Both are slated for discussion during a June 28 meeting. In the meantime, a group of residents and the Police Officers Association began the first steps in placing a measure on the ballot that would tie the hands of the council when it comes to contracting police services. Doing so would limit the City Council’s ability to find revenue savings and would further hamstring the urgent effort to balance the city’s budget. It could also spoil the city’s ability to take advantage of the Sheriff’s Office proposal since Sheriff Greg Munks said he has held open vacant spots in his department in anticipation of the agreement and will have to fill them if the San Carlos decision is delayed.
The sentiment behind the measure is valid. It is a frightening proposition to have a significant portion of your city staff — particularly one with the sole responsibility of keeping residents safe — contracted out to another agency. But these are desperate times and the city must remain solvent. Going to voters for more taxes already failed and the only other option would be to drastically cut workers including police personnel. This alternative would have too much harm.

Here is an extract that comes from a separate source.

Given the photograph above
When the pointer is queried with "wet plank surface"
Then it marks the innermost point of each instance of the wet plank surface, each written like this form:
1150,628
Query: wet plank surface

This is not the only reason why moving forward with this ballot measure is wrong. The timeline is extremely tight if not impossible, it will prove to a tremendous distraction for the city when keen focus is necessary and, if it passes, would run rough-shod over the city’s budget since it would require the city to rescind any decision it might make this summer regarding police contracting and force cuts to other departments to make up the imposed shortfall. And it runs against the premise of representative government. There is a simple way to remove councilmembers who make choices residents do not like — the ballot box. New councilman Andy Klein walked into the job unopposed in November. The residents who want to place this measure on the ballot knew the city was going to face tough choices and they should have stepped to the plate in November and ran for City Council instead of second-guessing the group of people elected to make those decisions.
Ballot box budgeting is no way to run a government. We’ve seen attempts at the state level fail miserably and there is no reason to bring that type of dysfunction to the city level — tough choices or not.